1. Prefer spawn over fork (only if you use multiprocessing)
If your program uses multiprocessing or concurrent.futures.ProcessPoolExecutor,
note that Linux often defaults to fork. Prefer spawn: each worker starts a
fresh Python interpreter and reloads native code, so it does not inherit the
parent’s CGO / Go runtime state. Set it once at the main entry point (stdlib only;
no walle helper):
import multiprocessing as mp
if __name__ == "__main__":
try:
mp.set_start_method("spawn", force=True)
except RuntimeError:
pass # already set
...If you never use process-based parallelism, you can ignore this item.
2. If you must use fork
Import walle before starting worker pools. The package registers
os.register_at_fork(after_in_child=...) to drop cached ctypes.CDLL handles;
the next access through WalleValidator.lib loads a fresh libwalle.so in the
child. This is a safety net when you cannot control the process model (default
fork, third-party pools, etc.).
3. WalleValidator lifetime and process boundaries
Rule: any process that calls into libwalle should construct its own
WalleValidator() there. Do not use a validator instance that was created in the
parent (or in another interpreter) inside a worker.
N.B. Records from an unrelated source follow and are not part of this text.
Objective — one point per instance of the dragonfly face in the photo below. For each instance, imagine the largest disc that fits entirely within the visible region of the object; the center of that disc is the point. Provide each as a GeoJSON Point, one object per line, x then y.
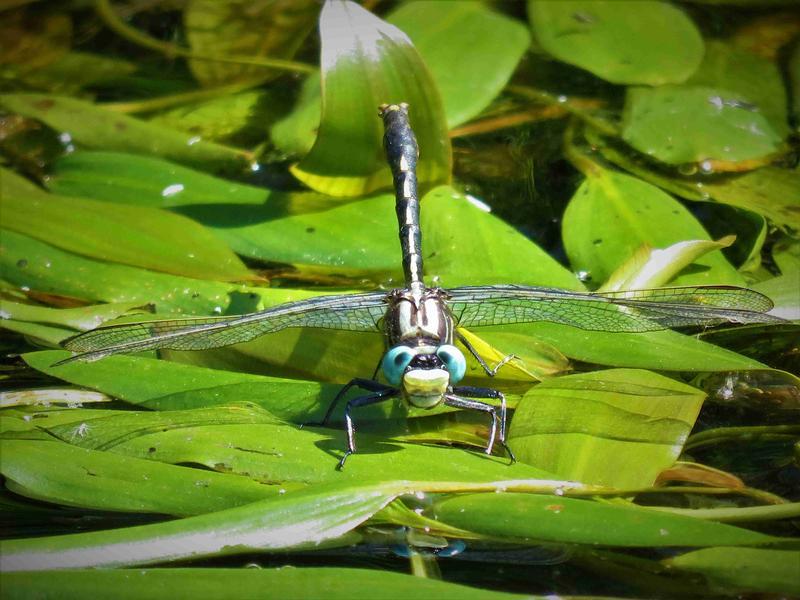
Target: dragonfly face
{"type": "Point", "coordinates": [424, 373]}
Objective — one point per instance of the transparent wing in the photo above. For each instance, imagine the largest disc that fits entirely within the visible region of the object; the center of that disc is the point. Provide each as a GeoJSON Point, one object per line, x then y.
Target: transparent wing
{"type": "Point", "coordinates": [628, 311]}
{"type": "Point", "coordinates": [354, 312]}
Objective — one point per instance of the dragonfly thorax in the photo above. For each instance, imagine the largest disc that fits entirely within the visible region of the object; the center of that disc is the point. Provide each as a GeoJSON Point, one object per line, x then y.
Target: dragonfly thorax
{"type": "Point", "coordinates": [418, 315]}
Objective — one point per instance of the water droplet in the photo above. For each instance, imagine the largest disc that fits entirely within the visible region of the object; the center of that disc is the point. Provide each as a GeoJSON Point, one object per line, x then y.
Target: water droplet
{"type": "Point", "coordinates": [171, 190]}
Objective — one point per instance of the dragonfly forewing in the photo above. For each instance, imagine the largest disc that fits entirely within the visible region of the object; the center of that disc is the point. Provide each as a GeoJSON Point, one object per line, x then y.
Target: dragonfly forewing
{"type": "Point", "coordinates": [353, 312]}
{"type": "Point", "coordinates": [633, 311]}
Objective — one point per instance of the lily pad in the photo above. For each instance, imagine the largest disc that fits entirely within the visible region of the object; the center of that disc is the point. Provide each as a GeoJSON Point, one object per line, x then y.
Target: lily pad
{"type": "Point", "coordinates": [145, 181]}
{"type": "Point", "coordinates": [746, 569]}
{"type": "Point", "coordinates": [92, 126]}
{"type": "Point", "coordinates": [613, 214]}
{"type": "Point", "coordinates": [619, 428]}
{"type": "Point", "coordinates": [632, 42]}
{"type": "Point", "coordinates": [216, 583]}
{"type": "Point", "coordinates": [367, 62]}
{"type": "Point", "coordinates": [132, 235]}
{"type": "Point", "coordinates": [471, 50]}
{"type": "Point", "coordinates": [244, 28]}
{"type": "Point", "coordinates": [119, 483]}
{"type": "Point", "coordinates": [756, 80]}
{"type": "Point", "coordinates": [553, 518]}
{"type": "Point", "coordinates": [691, 124]}
{"type": "Point", "coordinates": [769, 191]}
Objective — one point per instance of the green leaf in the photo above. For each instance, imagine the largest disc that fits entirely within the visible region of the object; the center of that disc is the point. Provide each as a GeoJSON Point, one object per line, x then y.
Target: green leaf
{"type": "Point", "coordinates": [539, 518]}
{"type": "Point", "coordinates": [636, 42]}
{"type": "Point", "coordinates": [33, 265]}
{"type": "Point", "coordinates": [649, 268]}
{"type": "Point", "coordinates": [768, 191]}
{"type": "Point", "coordinates": [750, 569]}
{"type": "Point", "coordinates": [755, 79]}
{"type": "Point", "coordinates": [465, 245]}
{"type": "Point", "coordinates": [41, 335]}
{"type": "Point", "coordinates": [77, 70]}
{"type": "Point", "coordinates": [132, 235]}
{"type": "Point", "coordinates": [784, 291]}
{"type": "Point", "coordinates": [689, 124]}
{"type": "Point", "coordinates": [146, 181]}
{"type": "Point", "coordinates": [612, 215]}
{"type": "Point", "coordinates": [33, 40]}
{"type": "Point", "coordinates": [48, 397]}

Call WalleValidator (and helpers that use it, e.g. ms_tool_req_simplify) only
from the thread that loaded libwalle first — in typical scripts, the main thread.
Do not invoke validate_schema / canonical_schema from
threading.Thread targets or ThreadPoolExecutor workers: that path can SIGSEGV
inside CGO (FreeErrString). A Python threading.Lock does not fix this.
If you need more throughput, add processes (see Python + multiprocessing), not
more threads into libwalle.so.
After python/c-shared/./build.sh (installs libwalle.so under python/walle/lib/):
PYTHONPATH=python python -m unittest discover -s python/tests -vtests/test_fork_cgo_regression.py covers the historical crash: parent initializes
libwalle, then forked workers call canonical_schema / ms_tool_req_simplify.